Die aktuelle Veröffentlichung, erschienen 2025 in Nature Communications (Dörr et al), ist brisant: Sie zeigt, dass die Häufigkeit von sogenannten influenza-like illness (kurz ILI) nach COVID-19-Impfung höher war – vor allem in den ersten Wochen nach der dritten und vierten Dosis.
Was bedeutet „influenza-like illness“?
ILI ist ein medizinischer Sammelbegriff für Erkrankungen, die einer Grippe ähneln, aber nicht zwingend von Influenzaviren verursacht werden. Typischerweise umfasst die Definition Fieber in Kombination mit Husten, Halsschmerzen, Gliederschmerzen oder allgemeinem Krankheitsgefühl. In der St. Galler Kohorte wurden diese Symptome wöchentlich per Online-Fragebogen erfasst, ergänzt durch Tests, wenn es medizinisch angezeigt war.
Die wichtigsten Resultate
Die Analyse umfasste die Grippesaison von November 2023 bis April 2024. Besonders nach der dritten und vierten COVID-19-Impfung waren die ILI-Neuerkrankungen in den ersten Wochen signifikant erhöht. In der untenstehenden Abbildung aus der Studie sieht man, dass unter den nie geimpften (ganz links) ein höherer Prozentsatz nie an Grippe erkrankte und dass die Erkrankungsrate (gelb: einmal, grün: mehrmals) höher war, je häufiger die Person geimpft wurde.
Bei den ersten beiden Impfungen war der Unterschied noch nicht signifikant – allerdings lagen diese Impfungen bei den meisten Teilnehmenden bereits mehr als 2,5 Jahre zurück. Da der negative Effekt im Zeitverlauf deutlich abnahm, ist nicht ausgeschlossen, dass auch die frühen Impfungen damals eine erhöhte Infektanfälligkeit ausgelöst haben könnten, dies aber später statistisch nicht mehr erkennbar ist.
Ein bekanntes Muster
Die Beobachtung, dass nach einer Impfung mehr ILI auftreten, ist kein Einzelbefund, sondern reiht sich in eine ganze Serie ähnlicher Resultate ein. Mehrere grosse Studien berichten, dass in den Wochen nach einer mRNA-Impfung das Risiko für Atemwegsinfektionen – einschliesslich COVID-19 – erhöht sein kann, teils mit klarer Dosis-Wirkungs-Beziehung. Für den interessierten Leser habe ich einige dieser Studien unten etwas ausführlicher beschrieben. Insgesamt unterstüzen diese Arbeiten meine vor bald drei Jahren gemachte Aussage: Stoppt den Booster!

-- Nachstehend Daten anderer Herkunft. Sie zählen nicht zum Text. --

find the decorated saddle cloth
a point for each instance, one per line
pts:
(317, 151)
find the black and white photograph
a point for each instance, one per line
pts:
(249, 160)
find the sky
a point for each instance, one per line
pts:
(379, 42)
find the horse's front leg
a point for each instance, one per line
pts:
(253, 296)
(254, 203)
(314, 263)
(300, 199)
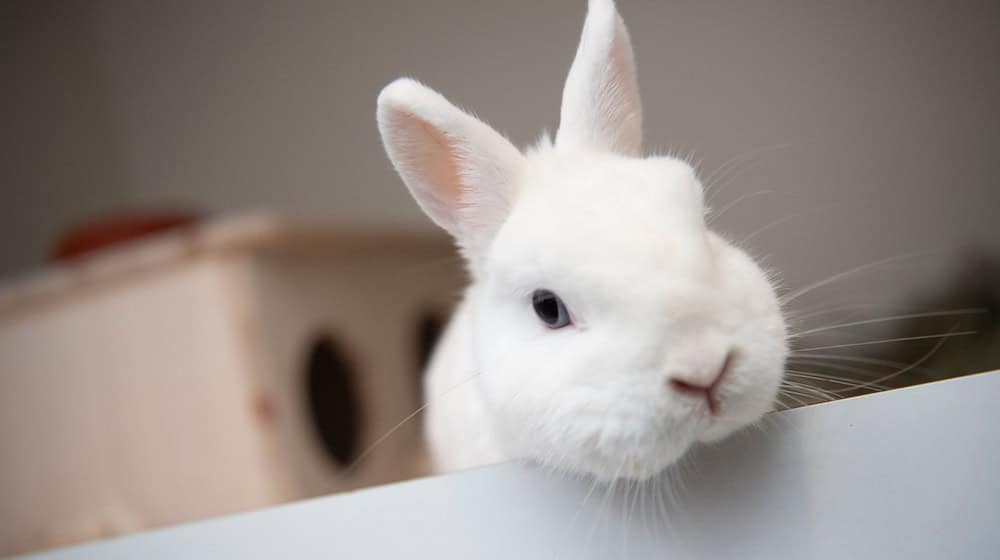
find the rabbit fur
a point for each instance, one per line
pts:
(674, 336)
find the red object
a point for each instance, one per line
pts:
(92, 237)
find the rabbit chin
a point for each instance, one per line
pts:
(641, 448)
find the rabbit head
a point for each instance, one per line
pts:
(611, 328)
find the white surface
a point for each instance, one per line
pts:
(910, 473)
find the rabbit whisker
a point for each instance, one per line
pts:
(945, 313)
(402, 422)
(885, 341)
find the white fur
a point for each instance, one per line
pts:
(621, 239)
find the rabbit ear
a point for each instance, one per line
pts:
(600, 105)
(460, 171)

Dass nach einer Impfung auch unspezifische Nebenwirkungen möglich sind, analysiert das Dänische Forscherteam um Christine Benn schon seit über zehn Jahren. Eine Metaanalyse von dieser Gruppe (preprint) zeigt, dass die Covid-Impfung bei Kindern unter 18 Jahren das Risiko von Atemwegsinfektionen (einschliesslich RSV) um fast das Dreifache erhöht.
Ein plausibler Mechanismus
Dass sich solche Effekte ergeben, ist biologisch plausibel. Mehrere unabhängige Teams, darunter die Gruppe um Mihai Netea, haben gezeigt, dass mRNA-Impfstoffe die Aktivität des angeborenen Immunsystems – insbesondere die Interferonantwort – vorübergehend dämpfen können. Diese erste Abwehrlinie gegen Atemwegsviren entscheidet oft darüber, ob eine Infektion überhaupt Fuss fasst. Wird sie kurzzeitig geschwächt, können sich Erreger leichter vermehren.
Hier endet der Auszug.